Da Redação, JB Online

LONDRES - Por conta da destruição de florestas tropicais, comércio ilegal de animais e caça para a venda de sua carne, quase metade das espécies de primatas está sob o risco de extinção, segundo um relatório preparado pelo Bristol Zoo Gardens, da Grã-Bretanha.

Um total de 48% das 634 espécies de primatas do mundo são classificadas como ameaçadas de extinção, na Lista Vermelha de Espécies Ameaçadas da IUCN (União Internacional para a Natureza).

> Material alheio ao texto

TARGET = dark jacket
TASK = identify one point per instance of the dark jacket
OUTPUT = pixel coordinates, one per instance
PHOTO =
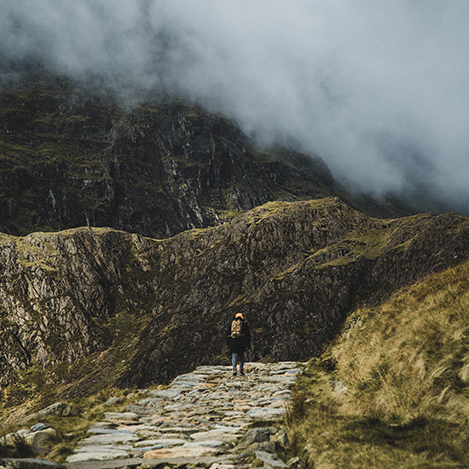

E uma pesquisa identifica as 25 espécies em maior risco.

A lista inclui cinco espécies de primatas de Madagascar, seis da África, 11 da Ásia e três da América Central e do Sul.

Nenhum dos macacos naturais do Brasil está incluído nesta lista.

As espécies ameaçadas das Américas são: saguim-de-cabeça-de-algodão (Saguinus oedipus), que vive especialmente na Colômbia e Venezuela; o macaco-aranha-castanho (Ateles hybridus), de Colômbia e Equador e o macaco-barrigudo-da-cauda-amarela do Peru (Oreonax flavicauda).

Os conservacionistas destacam a situação de espécies como o langur-de-cabeça-dourada (Trachypithecus p. poliocephalus),que só é encontrado em uma ilha na costa nordeste do Vietnã, e onde restam apenas de 60 a 70 indivíduos.

O resultado da pesquisa causou preocupação a muitos cientistas que trabalham com a preservação de animais.

No Brasil, o mico-leão-preto (Leontopithecus chrysopygus) e o mico-leão-dourado (Leontopithecus rosalia), saíram da lista de estado crítico de ameaça da Lista Vermelha do IUCN em 2003 como resultado de três décadas de esforços de conservação envolvendo várias instituições, inclusive zoológicos.